Saturday, 2 April 2011

Mothers Day Maple Cupcakes

Mothers Day Maple Cupcakes 
(with Vegan Cream Cheese Frosting 
OR Vegan Buttercream Frosting)


Measuring jug
Large bowl
Blender/food processor
Cupcake tray & cases
Fork or whisk
Table & tea spoons

1 1/3 cup Gluten Free Flour
1/2 cup Soya Milk
1/2 teaspoon apple cider vinegar
1 1/2 tsp Gluten Free Baking Powder
1/2 tsp Xanthan Gum
1 tsp Glycerine
1/2 tsp Salt
1/4 tsp Ground Nutmeg
1/2 cup Maple Syrup
1/3 cup vegetable oil OR melted coconut oil
2 tablespoons Xylitol
2 tsp Vanilla Extract

Vegan Cream Cheese Frosting
1/4 cup Vegan Cream Cheese
Consists of:

     Firm Silken Tofu
     1 tbsp Oil
     2 tsp Lemon Juice
     2 tsp Apple Cider Vinegar
     1 tsp Vanilla Extract

To make the frosting:
1/4 cup Vegan Margarine
1 tsp Vanilla Extract
1 cup Xylitol OR 2 cups if you like it more sweet than cheesy :)

The Cupcakes

Preheat the oven 180oC
and place cupcake cases in the cupcake tray.

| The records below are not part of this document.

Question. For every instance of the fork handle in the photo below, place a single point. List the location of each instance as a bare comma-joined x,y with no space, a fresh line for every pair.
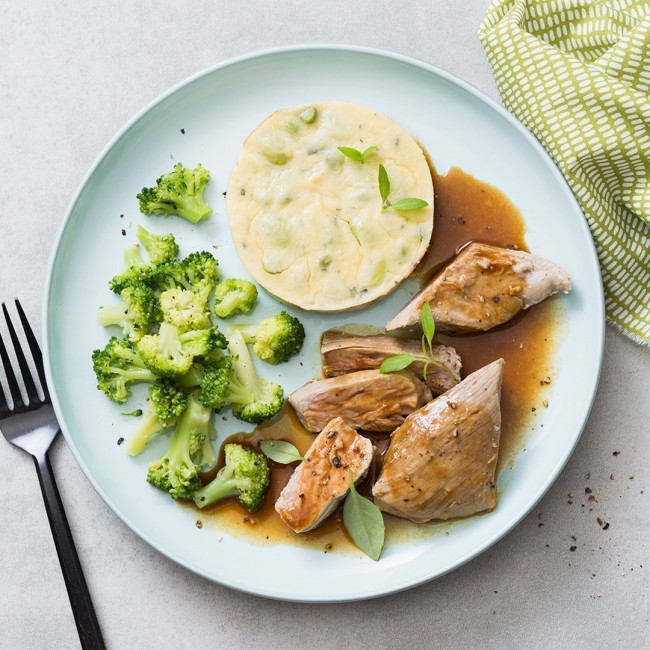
88,628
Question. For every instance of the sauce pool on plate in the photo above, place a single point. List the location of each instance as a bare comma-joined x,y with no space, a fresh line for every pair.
466,210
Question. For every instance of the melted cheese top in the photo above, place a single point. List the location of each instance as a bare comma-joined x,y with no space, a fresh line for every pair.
308,221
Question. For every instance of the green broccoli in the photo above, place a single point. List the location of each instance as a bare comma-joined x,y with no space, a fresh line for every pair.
117,367
138,309
179,192
167,402
185,310
170,353
136,271
245,475
233,381
197,273
276,338
234,296
161,248
190,450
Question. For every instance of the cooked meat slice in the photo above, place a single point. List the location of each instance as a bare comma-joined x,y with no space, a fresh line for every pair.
441,462
366,400
343,353
321,480
483,287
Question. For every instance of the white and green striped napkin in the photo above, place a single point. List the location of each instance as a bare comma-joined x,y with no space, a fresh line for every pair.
577,74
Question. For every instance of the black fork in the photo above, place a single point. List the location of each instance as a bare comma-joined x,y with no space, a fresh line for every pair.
33,427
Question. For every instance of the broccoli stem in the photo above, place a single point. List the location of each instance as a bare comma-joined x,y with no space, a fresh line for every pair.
147,427
224,485
135,374
243,363
227,304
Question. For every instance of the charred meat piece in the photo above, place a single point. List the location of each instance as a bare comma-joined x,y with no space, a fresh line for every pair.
441,462
319,483
483,287
366,400
343,353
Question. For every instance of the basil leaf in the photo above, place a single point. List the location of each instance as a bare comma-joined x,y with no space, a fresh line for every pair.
351,153
409,204
396,363
384,183
280,451
136,414
364,522
428,324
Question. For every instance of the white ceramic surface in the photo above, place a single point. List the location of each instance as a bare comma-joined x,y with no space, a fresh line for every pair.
217,109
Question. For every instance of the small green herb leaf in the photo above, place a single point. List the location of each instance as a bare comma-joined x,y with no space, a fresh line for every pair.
351,153
396,363
364,522
355,154
384,184
280,451
137,413
409,204
428,324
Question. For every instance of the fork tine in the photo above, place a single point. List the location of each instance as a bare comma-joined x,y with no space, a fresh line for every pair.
32,393
4,406
34,347
14,389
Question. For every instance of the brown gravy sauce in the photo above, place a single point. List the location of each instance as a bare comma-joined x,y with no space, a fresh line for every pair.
465,210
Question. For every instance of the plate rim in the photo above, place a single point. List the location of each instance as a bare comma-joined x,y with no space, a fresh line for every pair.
380,54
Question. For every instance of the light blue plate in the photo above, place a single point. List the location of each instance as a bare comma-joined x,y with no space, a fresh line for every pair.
218,109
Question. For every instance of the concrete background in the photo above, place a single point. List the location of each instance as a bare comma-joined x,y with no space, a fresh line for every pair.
72,73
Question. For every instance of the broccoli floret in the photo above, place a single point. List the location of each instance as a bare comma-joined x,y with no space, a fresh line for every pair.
190,450
170,353
179,192
245,475
138,309
197,273
185,310
136,271
233,381
117,367
167,402
234,296
276,338
161,248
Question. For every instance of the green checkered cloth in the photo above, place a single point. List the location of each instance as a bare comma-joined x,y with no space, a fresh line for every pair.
577,74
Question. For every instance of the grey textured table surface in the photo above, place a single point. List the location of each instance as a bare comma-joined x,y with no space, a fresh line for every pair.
72,73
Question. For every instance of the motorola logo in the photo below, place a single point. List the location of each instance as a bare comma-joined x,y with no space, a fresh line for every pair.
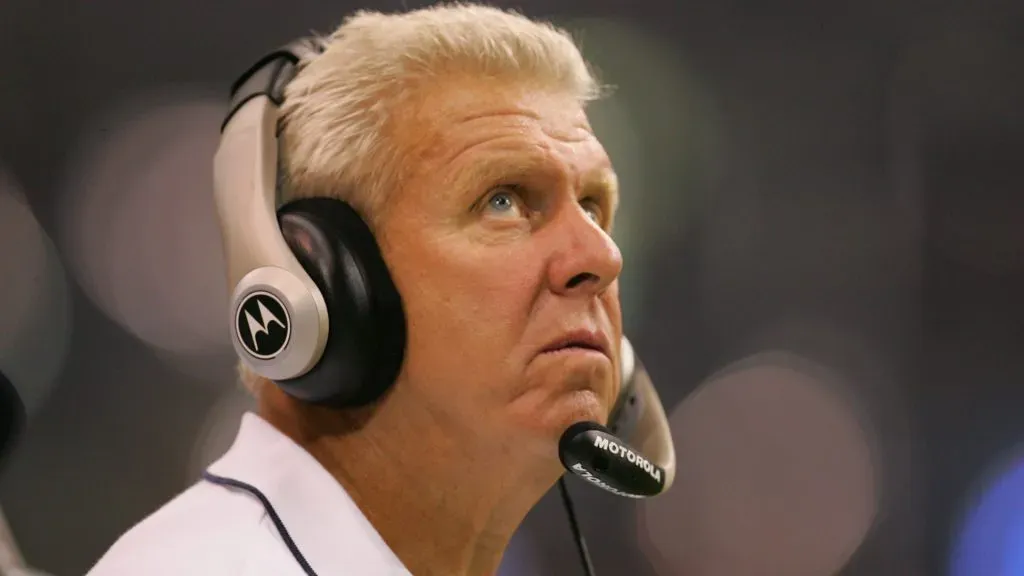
262,325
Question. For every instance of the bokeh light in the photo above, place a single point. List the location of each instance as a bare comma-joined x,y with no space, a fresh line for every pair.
990,538
139,225
777,476
35,305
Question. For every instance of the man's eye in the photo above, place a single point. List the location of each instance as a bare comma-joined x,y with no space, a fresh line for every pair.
594,211
505,201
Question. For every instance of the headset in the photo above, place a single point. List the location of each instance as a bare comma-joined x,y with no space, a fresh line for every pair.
314,310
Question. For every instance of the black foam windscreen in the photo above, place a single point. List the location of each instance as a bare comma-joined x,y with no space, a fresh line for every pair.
12,415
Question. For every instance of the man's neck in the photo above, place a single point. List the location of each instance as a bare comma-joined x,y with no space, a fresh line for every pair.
443,508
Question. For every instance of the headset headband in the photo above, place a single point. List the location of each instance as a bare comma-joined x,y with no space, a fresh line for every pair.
260,260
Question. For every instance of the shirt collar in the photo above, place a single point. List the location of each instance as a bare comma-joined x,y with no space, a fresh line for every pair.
327,526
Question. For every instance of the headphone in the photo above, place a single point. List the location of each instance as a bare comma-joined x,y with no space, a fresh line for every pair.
314,310
313,306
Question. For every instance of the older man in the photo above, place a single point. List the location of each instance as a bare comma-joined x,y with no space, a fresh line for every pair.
459,134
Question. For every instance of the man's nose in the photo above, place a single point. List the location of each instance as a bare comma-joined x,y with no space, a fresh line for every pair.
587,260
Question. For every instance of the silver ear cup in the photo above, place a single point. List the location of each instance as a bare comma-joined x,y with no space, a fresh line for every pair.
280,323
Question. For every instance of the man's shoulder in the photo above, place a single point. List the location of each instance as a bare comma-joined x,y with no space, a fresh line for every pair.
205,530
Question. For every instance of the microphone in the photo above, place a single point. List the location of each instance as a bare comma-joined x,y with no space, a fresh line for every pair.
12,415
592,452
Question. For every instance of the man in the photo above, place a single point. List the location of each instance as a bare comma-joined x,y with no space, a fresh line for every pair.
460,134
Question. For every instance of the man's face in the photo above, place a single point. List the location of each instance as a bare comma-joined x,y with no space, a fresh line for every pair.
498,242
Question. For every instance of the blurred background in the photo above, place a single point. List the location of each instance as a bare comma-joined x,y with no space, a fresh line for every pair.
824,269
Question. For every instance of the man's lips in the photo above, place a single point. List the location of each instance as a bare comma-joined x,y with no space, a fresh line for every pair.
579,340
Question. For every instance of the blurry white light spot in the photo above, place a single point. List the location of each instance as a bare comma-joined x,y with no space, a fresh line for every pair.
35,307
139,223
776,478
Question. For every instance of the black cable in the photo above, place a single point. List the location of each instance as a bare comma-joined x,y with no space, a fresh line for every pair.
278,523
588,567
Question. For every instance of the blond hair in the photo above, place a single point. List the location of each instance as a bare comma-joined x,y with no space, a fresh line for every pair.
335,118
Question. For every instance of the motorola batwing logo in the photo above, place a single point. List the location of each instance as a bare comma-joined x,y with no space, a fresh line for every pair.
262,325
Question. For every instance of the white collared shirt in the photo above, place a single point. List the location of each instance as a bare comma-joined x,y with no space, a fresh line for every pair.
211,530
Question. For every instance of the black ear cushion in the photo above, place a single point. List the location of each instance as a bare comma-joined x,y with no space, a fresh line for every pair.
367,340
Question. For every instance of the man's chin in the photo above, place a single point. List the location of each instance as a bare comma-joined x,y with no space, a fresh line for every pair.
547,424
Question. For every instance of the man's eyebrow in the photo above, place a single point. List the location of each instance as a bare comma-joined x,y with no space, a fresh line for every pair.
602,181
494,168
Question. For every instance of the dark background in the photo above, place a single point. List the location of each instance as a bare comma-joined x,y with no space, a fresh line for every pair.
824,274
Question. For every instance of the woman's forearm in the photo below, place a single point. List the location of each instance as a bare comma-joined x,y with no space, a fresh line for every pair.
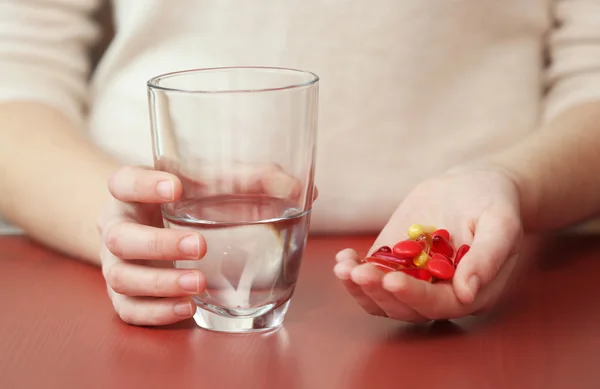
556,170
52,180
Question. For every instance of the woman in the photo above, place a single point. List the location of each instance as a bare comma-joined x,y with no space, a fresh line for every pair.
500,89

Whisk together soya milk and vinegar in a measuring jug. Leave for a couple of minutes.

Meanwhile sift the flour into a large bowl with the baking powder, xanthan gum, salt and nutmeg in a bowl.

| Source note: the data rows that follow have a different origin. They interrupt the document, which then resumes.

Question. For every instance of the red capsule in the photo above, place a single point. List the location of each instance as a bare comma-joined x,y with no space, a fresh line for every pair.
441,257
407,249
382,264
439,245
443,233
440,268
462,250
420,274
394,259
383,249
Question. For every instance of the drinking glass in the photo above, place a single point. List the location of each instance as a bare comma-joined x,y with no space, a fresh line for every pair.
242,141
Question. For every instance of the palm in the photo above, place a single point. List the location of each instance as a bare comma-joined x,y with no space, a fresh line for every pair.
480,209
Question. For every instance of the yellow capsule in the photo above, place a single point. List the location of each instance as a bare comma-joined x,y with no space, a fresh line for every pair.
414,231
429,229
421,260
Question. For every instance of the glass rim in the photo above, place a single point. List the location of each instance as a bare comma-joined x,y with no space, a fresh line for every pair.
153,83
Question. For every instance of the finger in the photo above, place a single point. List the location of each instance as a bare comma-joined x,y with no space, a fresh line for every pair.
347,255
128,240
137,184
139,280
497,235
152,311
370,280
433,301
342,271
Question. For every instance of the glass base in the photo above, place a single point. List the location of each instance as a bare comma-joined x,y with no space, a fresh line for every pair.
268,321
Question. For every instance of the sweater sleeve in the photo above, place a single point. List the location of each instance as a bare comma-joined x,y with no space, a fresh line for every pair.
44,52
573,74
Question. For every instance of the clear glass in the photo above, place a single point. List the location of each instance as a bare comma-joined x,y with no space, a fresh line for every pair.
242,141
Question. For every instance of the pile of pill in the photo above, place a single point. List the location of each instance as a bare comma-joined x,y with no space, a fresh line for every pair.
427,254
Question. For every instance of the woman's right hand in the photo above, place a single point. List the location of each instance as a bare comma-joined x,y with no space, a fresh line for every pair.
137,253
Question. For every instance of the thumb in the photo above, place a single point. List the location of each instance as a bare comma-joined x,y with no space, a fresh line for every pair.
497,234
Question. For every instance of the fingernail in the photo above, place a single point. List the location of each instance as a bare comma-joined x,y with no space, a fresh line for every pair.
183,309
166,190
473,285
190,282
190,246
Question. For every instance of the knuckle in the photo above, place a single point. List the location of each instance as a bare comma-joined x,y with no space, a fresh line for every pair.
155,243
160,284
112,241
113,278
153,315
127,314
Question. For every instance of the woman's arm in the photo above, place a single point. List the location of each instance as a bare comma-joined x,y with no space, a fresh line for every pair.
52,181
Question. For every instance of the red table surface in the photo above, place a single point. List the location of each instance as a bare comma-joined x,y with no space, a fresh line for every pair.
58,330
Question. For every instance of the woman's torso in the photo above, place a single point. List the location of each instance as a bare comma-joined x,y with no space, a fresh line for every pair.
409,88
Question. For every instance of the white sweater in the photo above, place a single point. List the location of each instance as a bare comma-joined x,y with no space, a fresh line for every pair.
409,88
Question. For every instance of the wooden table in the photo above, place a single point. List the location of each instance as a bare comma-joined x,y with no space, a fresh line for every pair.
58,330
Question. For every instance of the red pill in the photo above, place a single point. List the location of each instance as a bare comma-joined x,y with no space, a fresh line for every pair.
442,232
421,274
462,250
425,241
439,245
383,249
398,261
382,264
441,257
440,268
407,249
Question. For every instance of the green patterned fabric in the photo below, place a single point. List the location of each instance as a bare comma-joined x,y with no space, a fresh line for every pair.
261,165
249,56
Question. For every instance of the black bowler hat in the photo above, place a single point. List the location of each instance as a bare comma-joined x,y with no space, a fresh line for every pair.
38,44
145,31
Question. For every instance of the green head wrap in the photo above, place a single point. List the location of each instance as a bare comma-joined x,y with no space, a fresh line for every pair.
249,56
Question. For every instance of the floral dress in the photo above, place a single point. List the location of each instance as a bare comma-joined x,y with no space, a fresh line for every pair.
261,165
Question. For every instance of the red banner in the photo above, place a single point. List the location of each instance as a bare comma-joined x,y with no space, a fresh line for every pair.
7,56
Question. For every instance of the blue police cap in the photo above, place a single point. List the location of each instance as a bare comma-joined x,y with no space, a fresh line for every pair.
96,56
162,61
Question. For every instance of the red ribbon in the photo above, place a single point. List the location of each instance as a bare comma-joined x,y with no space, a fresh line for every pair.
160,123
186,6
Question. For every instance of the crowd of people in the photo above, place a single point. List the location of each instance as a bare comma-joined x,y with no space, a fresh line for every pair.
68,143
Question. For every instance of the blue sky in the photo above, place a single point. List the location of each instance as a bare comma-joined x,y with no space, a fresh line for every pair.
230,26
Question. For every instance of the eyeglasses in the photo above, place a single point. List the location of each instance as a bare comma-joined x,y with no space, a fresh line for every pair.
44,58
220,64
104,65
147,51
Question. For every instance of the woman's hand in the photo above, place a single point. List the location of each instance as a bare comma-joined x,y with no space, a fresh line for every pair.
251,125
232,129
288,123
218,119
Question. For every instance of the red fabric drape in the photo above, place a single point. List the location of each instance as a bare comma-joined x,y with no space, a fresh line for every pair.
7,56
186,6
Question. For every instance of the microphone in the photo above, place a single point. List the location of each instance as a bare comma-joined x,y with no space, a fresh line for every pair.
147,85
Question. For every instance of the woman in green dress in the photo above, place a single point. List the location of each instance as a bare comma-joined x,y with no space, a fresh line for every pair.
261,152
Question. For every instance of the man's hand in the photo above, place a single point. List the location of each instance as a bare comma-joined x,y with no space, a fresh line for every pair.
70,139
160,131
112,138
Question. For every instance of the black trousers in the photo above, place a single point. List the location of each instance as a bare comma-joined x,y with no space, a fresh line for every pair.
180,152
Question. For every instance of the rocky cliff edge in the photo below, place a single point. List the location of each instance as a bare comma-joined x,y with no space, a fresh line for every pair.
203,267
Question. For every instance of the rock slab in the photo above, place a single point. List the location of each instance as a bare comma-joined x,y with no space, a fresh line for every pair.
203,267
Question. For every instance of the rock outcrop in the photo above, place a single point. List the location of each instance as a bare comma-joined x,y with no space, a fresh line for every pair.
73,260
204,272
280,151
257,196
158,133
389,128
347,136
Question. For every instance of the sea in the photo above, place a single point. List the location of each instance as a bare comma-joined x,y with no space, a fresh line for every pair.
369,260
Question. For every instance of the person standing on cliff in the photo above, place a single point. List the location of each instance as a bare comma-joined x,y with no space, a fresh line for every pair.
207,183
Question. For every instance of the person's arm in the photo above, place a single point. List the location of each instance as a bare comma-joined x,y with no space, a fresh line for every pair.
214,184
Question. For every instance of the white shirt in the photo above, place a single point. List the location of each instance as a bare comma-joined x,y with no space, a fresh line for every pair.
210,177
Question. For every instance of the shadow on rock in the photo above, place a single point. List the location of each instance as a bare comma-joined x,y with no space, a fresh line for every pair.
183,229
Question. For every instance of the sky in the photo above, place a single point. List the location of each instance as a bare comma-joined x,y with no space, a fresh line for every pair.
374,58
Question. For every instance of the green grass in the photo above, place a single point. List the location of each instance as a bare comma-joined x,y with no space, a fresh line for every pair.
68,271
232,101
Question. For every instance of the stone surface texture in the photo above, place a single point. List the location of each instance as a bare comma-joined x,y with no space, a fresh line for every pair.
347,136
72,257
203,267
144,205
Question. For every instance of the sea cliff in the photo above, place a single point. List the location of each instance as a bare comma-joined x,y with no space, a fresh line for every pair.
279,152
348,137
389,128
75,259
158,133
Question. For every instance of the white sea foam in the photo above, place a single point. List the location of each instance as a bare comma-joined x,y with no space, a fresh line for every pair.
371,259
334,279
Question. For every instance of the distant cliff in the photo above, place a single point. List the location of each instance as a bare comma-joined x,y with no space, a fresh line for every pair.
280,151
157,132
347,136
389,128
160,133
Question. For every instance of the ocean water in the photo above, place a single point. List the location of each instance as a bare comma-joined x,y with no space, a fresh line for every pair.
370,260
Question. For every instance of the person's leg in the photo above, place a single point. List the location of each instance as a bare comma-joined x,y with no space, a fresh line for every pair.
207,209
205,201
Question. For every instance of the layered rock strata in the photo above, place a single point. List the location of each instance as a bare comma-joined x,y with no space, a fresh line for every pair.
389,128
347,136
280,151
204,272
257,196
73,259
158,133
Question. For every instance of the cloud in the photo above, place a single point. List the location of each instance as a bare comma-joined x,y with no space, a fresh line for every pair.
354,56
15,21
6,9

Whisk the maple syrup, oil, xylitol and vanilla extract into the soy/vinegar mix.

Make a well in the flour mix, pour in soya mix, stir together and then whisk until all the large lumps have gone.

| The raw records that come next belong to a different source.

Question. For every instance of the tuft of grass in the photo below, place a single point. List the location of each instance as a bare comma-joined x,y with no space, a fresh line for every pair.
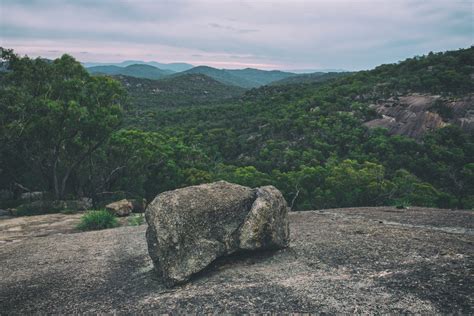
96,220
402,204
136,219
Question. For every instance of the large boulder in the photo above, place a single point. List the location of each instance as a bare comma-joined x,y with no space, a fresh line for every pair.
189,228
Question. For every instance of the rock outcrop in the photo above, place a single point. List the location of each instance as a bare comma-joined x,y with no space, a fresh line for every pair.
189,228
415,114
126,207
120,208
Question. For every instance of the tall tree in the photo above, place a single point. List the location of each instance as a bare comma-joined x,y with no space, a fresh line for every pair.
53,116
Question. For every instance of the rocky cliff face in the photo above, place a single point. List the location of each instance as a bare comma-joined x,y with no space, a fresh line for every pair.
414,115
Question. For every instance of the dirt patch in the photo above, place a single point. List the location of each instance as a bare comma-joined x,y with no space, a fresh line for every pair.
344,260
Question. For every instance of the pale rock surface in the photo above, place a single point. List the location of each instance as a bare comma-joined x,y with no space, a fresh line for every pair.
191,227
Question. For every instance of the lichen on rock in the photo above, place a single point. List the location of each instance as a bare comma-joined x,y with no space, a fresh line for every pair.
189,228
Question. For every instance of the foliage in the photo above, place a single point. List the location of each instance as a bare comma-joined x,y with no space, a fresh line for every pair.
96,220
307,139
53,117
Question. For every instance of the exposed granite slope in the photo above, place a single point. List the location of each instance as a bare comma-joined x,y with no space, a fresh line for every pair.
364,260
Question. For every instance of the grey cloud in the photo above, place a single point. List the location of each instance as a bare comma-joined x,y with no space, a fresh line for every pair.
330,34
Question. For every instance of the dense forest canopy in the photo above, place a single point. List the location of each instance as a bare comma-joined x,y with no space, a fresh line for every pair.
73,134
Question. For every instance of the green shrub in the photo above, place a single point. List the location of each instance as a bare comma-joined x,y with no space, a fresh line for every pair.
95,220
136,220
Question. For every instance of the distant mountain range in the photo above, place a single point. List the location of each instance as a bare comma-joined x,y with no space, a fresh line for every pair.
175,91
244,78
135,70
174,67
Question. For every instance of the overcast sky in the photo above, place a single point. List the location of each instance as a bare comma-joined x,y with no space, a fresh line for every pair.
288,34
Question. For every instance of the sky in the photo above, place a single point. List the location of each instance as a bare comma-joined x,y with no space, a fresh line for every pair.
287,35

Transfer the cake mix into the cases, evenly if possible, though this is still beyond me :)

Bake for about 20 minutes.

Place the cupcake on a cooling rake and let them cool completely before adding the frosting.

The Vegan Cream Cheese
Crumble the tofu and add this and all the other cream cheese ingredients into the blender and blend until smooth. This will probably make more than you need for the frosting. You can keep it in an air tight container for 5 days in the fridge.

The Frosting
To finish the frosting mix the vegan cream cheese, margarine, vanilla and xylitol into the blender and blend until well mixed. Then spread on the completely cooled cupcakes! Yum!

The Alternative
If you don’t like cream cheese. You can always use Vegan Buttercream Frosting.

1/2 cup Coconut Oil (solid)
1/2 cup Vegan Margarine
1/2 cup of Xylitol
1 1/2 tsp Vanilla Extract
1/4 cup of Soya Milk

Additional Equipment
Pastry bag and nozzle

Add to blender (or use handheld blender) the coconut oil and margarine and mix together until well combined and fluffy.

Add the sugar and blend until completely mixed.

Add soya milk and vanilla, blend until fluffy.

Add to pastry bag and pipe onto the cakes when completely cool.